Terfokus pada penggunaan bahan peledak dalam penangkapan ikan di
perairan morowali, sudah tentu dapat mengancam kelestarian dari potensi sumber
daya yang ada. Potensi yang merupakan aset untuk dapat memberikan
kesejahteraan kepada masyarakat bisa rusak, dan mungkin tidak dapat pulih
kembali. Keberlanjutan dari sumberdaya ini juga mungkin tidak dapat dinikmati
oleh generasi selanjutnya atau setidaknya sulit untuk diperoleh di masa yang akan
datang. Bom yang digunakan dalam penangkapan ikan merupakan sebuah alat
yang dapat merusak (destruktif).
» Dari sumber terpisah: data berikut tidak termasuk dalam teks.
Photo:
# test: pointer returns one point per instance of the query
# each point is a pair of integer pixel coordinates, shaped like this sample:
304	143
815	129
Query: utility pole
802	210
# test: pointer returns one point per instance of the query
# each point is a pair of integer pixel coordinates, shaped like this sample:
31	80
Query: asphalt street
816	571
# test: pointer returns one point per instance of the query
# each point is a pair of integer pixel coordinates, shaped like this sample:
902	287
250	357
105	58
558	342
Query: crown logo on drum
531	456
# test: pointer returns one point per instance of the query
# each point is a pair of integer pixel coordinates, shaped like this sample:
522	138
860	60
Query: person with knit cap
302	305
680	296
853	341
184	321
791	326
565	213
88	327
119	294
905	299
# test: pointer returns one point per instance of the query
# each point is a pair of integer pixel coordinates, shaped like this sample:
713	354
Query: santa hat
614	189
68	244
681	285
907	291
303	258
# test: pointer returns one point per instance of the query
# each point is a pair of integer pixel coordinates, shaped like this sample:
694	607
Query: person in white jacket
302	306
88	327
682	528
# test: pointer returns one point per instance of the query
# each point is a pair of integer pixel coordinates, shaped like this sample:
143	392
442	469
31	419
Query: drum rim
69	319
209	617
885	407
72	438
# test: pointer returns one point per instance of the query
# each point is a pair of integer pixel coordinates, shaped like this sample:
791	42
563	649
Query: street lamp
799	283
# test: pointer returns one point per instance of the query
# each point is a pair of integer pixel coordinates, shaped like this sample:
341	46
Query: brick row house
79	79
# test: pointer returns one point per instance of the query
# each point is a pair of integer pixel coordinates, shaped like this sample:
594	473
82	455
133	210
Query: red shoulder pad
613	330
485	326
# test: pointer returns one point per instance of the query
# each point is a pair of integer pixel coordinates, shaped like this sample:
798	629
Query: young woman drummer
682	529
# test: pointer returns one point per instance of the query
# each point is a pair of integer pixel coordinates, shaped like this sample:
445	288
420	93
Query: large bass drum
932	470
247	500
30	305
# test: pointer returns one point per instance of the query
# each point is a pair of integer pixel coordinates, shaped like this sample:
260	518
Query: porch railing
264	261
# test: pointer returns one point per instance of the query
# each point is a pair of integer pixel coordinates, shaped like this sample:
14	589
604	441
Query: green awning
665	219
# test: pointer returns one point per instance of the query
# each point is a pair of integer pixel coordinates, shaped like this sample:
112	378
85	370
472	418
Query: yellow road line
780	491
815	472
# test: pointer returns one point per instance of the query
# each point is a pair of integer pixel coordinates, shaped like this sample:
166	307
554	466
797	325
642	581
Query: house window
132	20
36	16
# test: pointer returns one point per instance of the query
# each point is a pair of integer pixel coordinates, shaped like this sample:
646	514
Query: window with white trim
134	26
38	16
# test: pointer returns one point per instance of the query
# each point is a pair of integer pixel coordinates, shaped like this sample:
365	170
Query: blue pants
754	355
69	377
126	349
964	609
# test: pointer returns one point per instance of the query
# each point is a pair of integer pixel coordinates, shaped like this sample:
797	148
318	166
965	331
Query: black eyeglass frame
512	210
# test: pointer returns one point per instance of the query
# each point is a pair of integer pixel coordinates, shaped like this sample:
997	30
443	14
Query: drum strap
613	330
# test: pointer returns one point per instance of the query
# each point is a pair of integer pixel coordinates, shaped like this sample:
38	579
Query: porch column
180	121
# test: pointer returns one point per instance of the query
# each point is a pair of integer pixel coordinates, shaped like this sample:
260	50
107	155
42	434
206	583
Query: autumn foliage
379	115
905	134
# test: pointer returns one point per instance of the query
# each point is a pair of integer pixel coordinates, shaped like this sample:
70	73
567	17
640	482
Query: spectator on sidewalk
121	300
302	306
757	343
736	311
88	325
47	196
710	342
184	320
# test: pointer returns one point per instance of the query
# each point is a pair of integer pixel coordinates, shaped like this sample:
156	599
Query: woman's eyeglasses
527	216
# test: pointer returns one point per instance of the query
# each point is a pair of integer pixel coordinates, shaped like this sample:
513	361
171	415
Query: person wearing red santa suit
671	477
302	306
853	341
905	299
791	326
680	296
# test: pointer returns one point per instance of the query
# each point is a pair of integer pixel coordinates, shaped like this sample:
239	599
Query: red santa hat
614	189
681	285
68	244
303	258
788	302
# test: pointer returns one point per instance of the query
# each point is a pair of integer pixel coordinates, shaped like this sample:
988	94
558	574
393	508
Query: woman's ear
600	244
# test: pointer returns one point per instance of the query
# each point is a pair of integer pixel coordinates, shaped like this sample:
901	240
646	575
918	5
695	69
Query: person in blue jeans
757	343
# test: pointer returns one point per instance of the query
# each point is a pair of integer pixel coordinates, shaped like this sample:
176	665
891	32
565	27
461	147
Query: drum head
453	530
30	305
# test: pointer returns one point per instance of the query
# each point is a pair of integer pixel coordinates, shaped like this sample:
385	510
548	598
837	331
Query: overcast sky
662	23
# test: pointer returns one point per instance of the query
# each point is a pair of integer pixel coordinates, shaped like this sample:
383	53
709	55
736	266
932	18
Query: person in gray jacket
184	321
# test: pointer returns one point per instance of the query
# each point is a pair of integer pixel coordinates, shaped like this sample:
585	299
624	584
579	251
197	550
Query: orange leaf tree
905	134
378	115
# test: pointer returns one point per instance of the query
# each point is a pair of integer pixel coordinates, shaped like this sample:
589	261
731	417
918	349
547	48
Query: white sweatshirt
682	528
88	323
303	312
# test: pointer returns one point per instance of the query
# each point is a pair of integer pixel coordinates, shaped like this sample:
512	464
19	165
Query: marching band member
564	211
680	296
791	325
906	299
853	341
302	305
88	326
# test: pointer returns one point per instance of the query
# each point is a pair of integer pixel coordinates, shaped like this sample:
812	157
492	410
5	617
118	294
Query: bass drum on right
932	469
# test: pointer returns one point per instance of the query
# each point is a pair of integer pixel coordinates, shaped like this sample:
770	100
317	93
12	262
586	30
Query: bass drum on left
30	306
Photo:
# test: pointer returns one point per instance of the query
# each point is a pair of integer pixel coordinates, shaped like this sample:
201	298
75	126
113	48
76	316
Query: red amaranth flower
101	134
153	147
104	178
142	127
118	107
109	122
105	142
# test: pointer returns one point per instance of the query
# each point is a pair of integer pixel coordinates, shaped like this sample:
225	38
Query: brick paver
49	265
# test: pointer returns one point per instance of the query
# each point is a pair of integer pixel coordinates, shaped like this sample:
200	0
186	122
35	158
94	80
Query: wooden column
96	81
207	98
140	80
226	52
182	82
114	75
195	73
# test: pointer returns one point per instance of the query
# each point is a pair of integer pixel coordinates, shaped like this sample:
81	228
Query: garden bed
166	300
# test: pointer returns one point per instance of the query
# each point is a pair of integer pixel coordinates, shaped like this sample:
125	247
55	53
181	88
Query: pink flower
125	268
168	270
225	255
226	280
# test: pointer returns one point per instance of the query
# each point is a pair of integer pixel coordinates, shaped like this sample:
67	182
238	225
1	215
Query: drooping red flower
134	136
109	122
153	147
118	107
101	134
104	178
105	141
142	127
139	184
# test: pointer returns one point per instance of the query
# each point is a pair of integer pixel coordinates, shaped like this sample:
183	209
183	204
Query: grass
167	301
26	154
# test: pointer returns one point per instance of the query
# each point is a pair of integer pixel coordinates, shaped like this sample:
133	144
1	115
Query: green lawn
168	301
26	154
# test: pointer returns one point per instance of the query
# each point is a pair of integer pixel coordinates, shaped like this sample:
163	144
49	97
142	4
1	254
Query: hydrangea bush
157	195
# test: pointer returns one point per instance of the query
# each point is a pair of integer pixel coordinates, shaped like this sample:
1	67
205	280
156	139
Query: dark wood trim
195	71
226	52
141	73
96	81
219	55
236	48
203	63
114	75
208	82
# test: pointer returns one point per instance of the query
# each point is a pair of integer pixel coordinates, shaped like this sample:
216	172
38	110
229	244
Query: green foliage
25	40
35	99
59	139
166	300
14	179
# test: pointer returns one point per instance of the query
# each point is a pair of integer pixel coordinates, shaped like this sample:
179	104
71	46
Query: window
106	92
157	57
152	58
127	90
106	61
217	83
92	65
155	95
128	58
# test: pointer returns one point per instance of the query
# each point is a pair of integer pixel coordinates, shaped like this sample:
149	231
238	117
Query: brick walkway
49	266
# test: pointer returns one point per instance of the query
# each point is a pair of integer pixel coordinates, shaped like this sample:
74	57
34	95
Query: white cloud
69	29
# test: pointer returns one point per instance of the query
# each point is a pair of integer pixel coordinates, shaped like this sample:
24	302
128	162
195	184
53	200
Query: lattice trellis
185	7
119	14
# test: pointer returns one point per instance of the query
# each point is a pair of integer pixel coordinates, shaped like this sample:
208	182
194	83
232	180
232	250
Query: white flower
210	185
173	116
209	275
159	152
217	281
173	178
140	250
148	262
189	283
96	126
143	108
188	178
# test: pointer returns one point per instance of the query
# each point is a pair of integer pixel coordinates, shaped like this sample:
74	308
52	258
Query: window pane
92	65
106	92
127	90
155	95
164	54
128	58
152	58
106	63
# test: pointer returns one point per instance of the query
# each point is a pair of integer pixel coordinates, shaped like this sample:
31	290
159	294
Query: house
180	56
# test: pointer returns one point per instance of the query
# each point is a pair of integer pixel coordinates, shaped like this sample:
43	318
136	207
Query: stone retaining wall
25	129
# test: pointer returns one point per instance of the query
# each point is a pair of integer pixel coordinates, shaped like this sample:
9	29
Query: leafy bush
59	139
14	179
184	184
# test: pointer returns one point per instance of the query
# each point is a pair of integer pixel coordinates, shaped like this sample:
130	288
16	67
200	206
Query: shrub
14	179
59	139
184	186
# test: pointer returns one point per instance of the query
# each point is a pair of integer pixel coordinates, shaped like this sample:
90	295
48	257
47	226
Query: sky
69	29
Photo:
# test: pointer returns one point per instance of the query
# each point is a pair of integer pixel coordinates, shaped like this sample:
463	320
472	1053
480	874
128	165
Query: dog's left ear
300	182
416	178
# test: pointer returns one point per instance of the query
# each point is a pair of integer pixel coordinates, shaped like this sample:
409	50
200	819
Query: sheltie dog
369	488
Penggunaan bom dalam penangkapan ikan
menyebabkan kerusakan sumberdaya dan lingkungan di laut, khususnya
ekosistem terumbu karang.
6
Di samping itu, dalam tindak pidana Illegal Fishing tidak hanya terjadi
tindak pidana pencurian ikan saja, melainkan juga terjadinya pencemaran laut dan
rusaknya terumbu karang. Hal ini terkait teknologi yang digunakan tidak ramah
lingkungan, berupa bahan peledak, zat kimia (bahan beracun), dan bahan
berbahaya lainnya (alat tangkap terlarang) yang akan berdampak pada kerusakan
dan kepunahan sumber daya ikan.
Terkhusus terumbu karang yang dikenal sebagai rumah bagi ikan ternyata
memiliki proses pertumbuhan yang sangat lambat. Berdasarkan pengukuran yang
dilakukan oleh Vaughn (1925 dalam Nybakken, 1998) diketahui bahwa spesies
Acropora yaitu genus Acropora foliaceous (seperti daun) dapat tumbuh dengan
diameter 5-10 cm dan tingginya 2-5 cm pertahun. Sedangkan spesis Montastrea
annularis, sebuah tipe kerang masif hanya tumbuh dengan diameter 0,5-2 cm dan
tinggi 0,25-0,75 cm per tahun (M. Ghufran H. Kordi K, 2010:18-19). Bayangkan
bila sebuah populasi terumbu karang hancur, maka dibutuhkan waktu bertahun-
tahun untuk menjadikannya produktif kembali.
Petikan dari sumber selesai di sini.